I'm late to this one ... volume of email ... anyway, interesting rant. Thank you. Lots of things wrapped up in this one ... starting point is perhaps, 'what is the role of government?'

I'd suggest not much beyond border maintenance, law and order, possibly basic hospital and emergency care (they've proven useless an long term illness), and management of monopoly assets. Does this mean mining assets should be owned by 'the people' ... possibly, but would the government be capable of running these assets? I'd doubt it, which leaves a problem without a good solution.

There is a national obsession with real estate speculation. I'm not sure you can force (or necessarily want) the VC funded startup 'Ponzi and risk shifting to retail investors' scheme to replace it, but it seems logical that more energy and capital in building and making things would be preferable to our current setup.

It's a cultural thing in some ways, but we do have a huge small business sector (where most people are employed) that operates reasonably well (if you ignore the 12-15% new starts and failures each year) if these people are left alone to just 'do stuff'. For example, you could not lock them out of the businesses in flu season in case they get the flu ... just a thought.

On property, we are miles outside the long term averages or rent to capital values, or average dwelling cost to average earnings, for example. Watch Australia's 1m landlords start ripping up cash as their negatively geared dwelling cash flows go 'under water'. It will, unfortunately, result in another shift of wealth upwards as distressed assets are bought with cash.
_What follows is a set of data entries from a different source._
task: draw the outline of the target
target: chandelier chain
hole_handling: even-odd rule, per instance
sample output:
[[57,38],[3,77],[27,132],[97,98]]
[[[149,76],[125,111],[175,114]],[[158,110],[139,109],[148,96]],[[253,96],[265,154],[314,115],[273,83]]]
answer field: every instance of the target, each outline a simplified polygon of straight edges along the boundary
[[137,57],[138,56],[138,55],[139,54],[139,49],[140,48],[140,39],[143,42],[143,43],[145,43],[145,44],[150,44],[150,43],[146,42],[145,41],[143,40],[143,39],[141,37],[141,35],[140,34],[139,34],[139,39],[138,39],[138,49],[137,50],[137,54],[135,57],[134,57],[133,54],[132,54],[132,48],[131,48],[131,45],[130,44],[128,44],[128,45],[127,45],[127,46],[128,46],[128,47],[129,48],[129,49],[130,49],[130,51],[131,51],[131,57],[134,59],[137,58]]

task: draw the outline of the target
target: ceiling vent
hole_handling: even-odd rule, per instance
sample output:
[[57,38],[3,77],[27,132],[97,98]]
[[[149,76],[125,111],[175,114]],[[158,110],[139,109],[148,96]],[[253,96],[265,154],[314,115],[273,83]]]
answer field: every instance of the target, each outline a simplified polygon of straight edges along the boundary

In the next period they'll realise that a 22 year upward cycle is not 'normal'. Negative Gearing creates no additional housing stock when it's applied to existing dwellings (nor new houses beyond the first few years), which is required to fix the problem if it's a supply issue ... but is it if there were 1,000,000 dwellings vacant in Australia on census night. I don't know and can't work this out.

On Super, see Kelty and Keating's recent public statements regarding super and influence ... it's not about your retirement, nor was it ever. It's about jobs for people who who leave politics (or support the right team) and the creation or huge amounts of power with ... your money. It's kind of like tithing, but not voluntary and they are probably Atheists.

More questions than answers, but my 2 cents.